Molly Traylor

“CLICK, CLICK, CLICK!” The noise pierced the invisible bubble that surrounded the small child jerking her from the depths of a dream snapping her back into the reality in which she existed.

She looked down only to see the pen poised at the end of her teacher’s extended hand, bobbing up and down as it tapped against the old wooden desk. The fragile girl’s body seemed to be consumed by the massive desk in which she had resided for hours on end each and every day. She felt trapped, and her only relief was to escape the confines of the desk, the classroom, and the school by retreating into her bubble, a world in which she was free of the disability that sought to wreak havoc each and every day. She was but seven years old weighing forty-one pounds. Her deep, set eyes peeked out from beneath the light brown hair that gently fell against her cheeks. She wondered how long she had drifted away. She sat on the front row beneath the shadow of her teacher. She was a 504 student, code for students who were unable to learn in a traditional setting. One of the accommodations of her 504 plan entailed proximity to the teacher. The tap of the pen was a reminder that she had drifted off. Along with the tap came the stress that consequentially triggered the involuntary jerk of the head and shoulder, the blinking of the eyes, and the “Hmmm” sound that slipped from her mouth. Third grade was not supposed to be this way.

My name is Molly Traylor, and I am that small girl. Living with TS has been challenging, and whether I was sniffing, blinking, jerking, nodding, or humming repeatedly, it was extremely tiring and difficult to focus and make friends. In addition to Tourette’s, I was also diagnosed with ADD and OCD both of which are disorders commonly associated with Tourette’s syndrome. This makes treatment extremely tricky as one medicine can counteract another causing one of the three disorders to escalate to a whole new level. So, my childhood was consumed with varied specialists, medicinal concoctions, and strategic interventions. Consequentially, my parents decided to walk away from that life that was not serving me well and enrolled me in an online public school where I was not restricted to a desk all day and could devote time to studies at a pace that suited my learning style.
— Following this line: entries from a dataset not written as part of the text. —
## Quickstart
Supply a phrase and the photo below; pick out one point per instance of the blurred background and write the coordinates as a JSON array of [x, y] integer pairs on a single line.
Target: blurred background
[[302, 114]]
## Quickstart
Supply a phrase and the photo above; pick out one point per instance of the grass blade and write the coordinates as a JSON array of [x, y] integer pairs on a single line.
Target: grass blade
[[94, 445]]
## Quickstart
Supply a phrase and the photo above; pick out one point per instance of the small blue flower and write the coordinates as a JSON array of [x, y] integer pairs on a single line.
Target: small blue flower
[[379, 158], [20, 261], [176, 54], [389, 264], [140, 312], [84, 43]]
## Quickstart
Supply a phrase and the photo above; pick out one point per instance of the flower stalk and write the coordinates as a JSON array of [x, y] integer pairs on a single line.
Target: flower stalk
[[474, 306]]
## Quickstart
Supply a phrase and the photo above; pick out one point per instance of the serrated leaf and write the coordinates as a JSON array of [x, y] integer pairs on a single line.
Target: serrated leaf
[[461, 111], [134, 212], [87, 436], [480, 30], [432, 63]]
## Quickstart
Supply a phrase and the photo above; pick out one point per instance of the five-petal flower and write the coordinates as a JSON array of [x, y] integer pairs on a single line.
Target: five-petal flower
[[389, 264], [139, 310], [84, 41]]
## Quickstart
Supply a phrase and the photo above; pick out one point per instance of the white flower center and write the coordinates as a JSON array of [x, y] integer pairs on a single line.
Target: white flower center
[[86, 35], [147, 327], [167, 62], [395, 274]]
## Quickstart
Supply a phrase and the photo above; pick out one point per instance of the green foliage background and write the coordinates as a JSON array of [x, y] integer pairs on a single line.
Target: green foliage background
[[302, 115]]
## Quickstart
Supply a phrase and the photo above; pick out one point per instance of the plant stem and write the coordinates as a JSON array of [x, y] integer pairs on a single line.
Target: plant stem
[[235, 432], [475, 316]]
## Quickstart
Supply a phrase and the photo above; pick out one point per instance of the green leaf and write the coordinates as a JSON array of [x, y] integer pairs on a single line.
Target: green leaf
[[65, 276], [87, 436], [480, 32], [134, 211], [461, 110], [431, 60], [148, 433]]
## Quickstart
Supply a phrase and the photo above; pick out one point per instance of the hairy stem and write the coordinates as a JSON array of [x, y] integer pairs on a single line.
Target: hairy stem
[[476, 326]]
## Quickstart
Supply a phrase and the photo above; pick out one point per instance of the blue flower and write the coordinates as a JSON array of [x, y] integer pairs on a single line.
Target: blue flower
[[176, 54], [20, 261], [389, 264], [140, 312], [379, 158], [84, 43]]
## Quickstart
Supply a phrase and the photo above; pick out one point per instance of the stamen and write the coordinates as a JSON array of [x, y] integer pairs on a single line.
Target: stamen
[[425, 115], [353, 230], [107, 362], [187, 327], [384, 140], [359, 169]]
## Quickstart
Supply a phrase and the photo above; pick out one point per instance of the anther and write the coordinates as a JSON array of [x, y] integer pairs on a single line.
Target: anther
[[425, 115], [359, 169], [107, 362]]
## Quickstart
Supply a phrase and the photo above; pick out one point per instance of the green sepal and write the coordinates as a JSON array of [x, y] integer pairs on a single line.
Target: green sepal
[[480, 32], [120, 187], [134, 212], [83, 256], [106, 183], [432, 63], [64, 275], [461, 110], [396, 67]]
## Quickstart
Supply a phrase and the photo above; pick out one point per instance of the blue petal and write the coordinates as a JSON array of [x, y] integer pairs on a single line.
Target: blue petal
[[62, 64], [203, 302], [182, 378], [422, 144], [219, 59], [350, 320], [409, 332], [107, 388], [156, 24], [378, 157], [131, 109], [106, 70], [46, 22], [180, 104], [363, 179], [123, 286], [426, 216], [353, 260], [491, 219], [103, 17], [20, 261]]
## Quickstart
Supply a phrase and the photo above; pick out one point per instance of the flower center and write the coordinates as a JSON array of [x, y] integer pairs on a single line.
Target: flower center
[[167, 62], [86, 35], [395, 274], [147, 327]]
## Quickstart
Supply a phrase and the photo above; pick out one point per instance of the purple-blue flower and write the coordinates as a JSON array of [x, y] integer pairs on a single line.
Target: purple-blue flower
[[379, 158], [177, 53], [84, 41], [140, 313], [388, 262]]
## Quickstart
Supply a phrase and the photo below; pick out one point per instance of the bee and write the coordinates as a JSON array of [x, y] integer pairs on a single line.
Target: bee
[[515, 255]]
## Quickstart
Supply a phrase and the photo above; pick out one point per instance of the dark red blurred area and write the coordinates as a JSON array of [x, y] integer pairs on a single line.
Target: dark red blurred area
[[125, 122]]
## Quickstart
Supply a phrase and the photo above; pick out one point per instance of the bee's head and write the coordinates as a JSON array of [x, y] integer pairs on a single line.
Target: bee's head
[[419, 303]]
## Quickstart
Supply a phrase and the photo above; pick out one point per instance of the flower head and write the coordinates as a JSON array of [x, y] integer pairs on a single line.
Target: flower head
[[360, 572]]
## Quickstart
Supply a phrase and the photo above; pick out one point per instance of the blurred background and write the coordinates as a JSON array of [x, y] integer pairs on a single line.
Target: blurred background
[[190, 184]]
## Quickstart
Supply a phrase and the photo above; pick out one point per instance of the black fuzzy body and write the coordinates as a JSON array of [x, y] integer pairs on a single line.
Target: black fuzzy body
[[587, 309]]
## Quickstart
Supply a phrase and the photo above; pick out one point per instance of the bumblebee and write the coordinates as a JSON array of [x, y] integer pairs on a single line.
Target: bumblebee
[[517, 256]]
I am now nineteen years old. I graduated from high school with honors, and I am presently pursuing a degree in accounting. My future is bright, and I hope to make a difference in the lives of other students who have similar struggles. Through community service and tutoring others, I hope to continue to “pay it forward” to my community and world just as those who have graciously helped me to be the person I am today.